La voce e la bellezza di Hindi Zahra al Locomotiv di Bologna

La voce e la bellezza di Hindi Zahra al Locomotiv di Bologna

Hindi Zahra è cresciuta in Marocco, circondata da musica e balli. Le prime melodie che ascolta sono quelle della musica tradizionale berbera, la musica indiana ed egiziana, per poi passare al rock psichedelico, al reggae e alla musica soul. A 12 si trasferisce a Parigi ed è in Francia che inizia la sua carriera da musicista.

Hindi Zahra si è formata prima di tutto esibendosi dal vivo, sul palcoscenico trova l’ispirazione che la porta in seguito in studio di registrazione a dare vita al suo primo album, Handmade. L’album di debutto è preceduto da una canzone che colpisce direttamente al cuore, Beautiful Tango, un piccolo capolavoro, la sua voce suadente cattura, la chitarra viaggia in terre lontane, non si può far altro che seguirla.

Tre anni dopo il demo di Beautiful Tango esce l’ormai celebre Handmade, l’album prodotto da Hindi Zahra, dalla A alla Z, che richiama subito l’attenzione del grande pubblico; il suo stile, la sua voce, il suo fascino non passano inosservati.

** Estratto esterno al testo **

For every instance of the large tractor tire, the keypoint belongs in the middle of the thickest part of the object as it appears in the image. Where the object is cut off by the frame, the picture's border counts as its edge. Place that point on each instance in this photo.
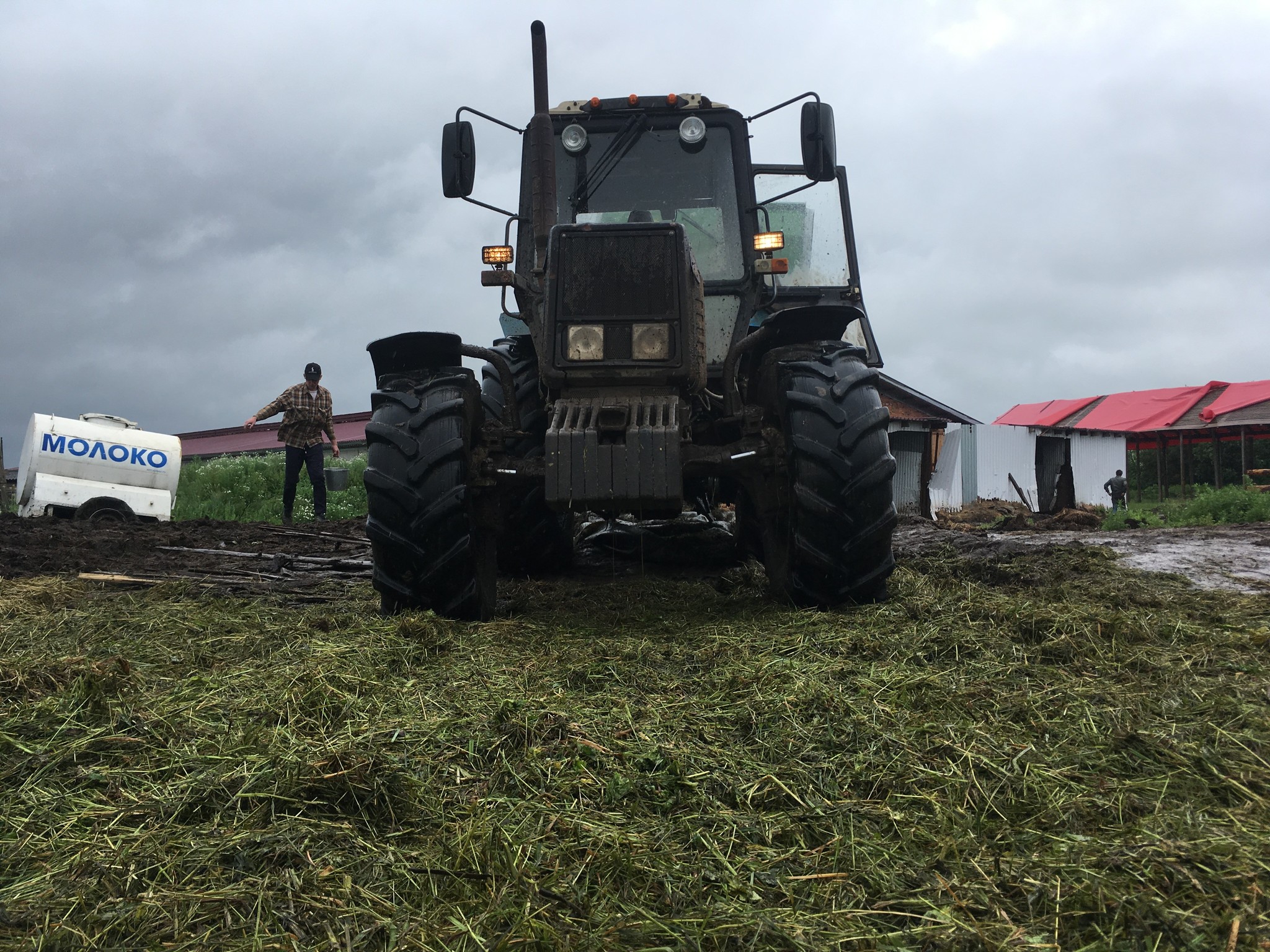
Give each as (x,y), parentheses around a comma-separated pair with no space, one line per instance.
(832,535)
(531,537)
(431,541)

Nel 2015 esce il secondo disco  Homeland, dove hanno partecipato alla stesura dell’album artisti del calibro di Bombino, per il brano To The ForcesLo stesso Bombino tra l’altro è passato anche lui dal Locomotiv di Bologna qualche anno faIl Locomotiv è sold-out da giorni, e sono bastate poche note per ricreare subito una magia incredibile. Le sue canzoni sono semplici ed essenziali che ti fanno sentire il calore di un popolo e di una terra incantevole come è il Marocco. Il pubblico ha partecipato attivamente al concerto ballando ogni brano, non perdendo mai di vista lo splendore incantevole di Hindi Zahra.

Hindi si fa accompagnare da degli artisti straordinari come  Benoit Medrykowski e Paul Savagnac alle chitarre, David Dupuis a tastiere e corni, Jeff Hallam al contrabbasso, Raphael Seguinier alla batteria e Ze Luis Nascimento alle percussioni.

La voce di Hindi e le capacità della sua band, ricreano un’ atmosfera incredibile rendendo tutto il concerto un’esperienza ultra sensoriale.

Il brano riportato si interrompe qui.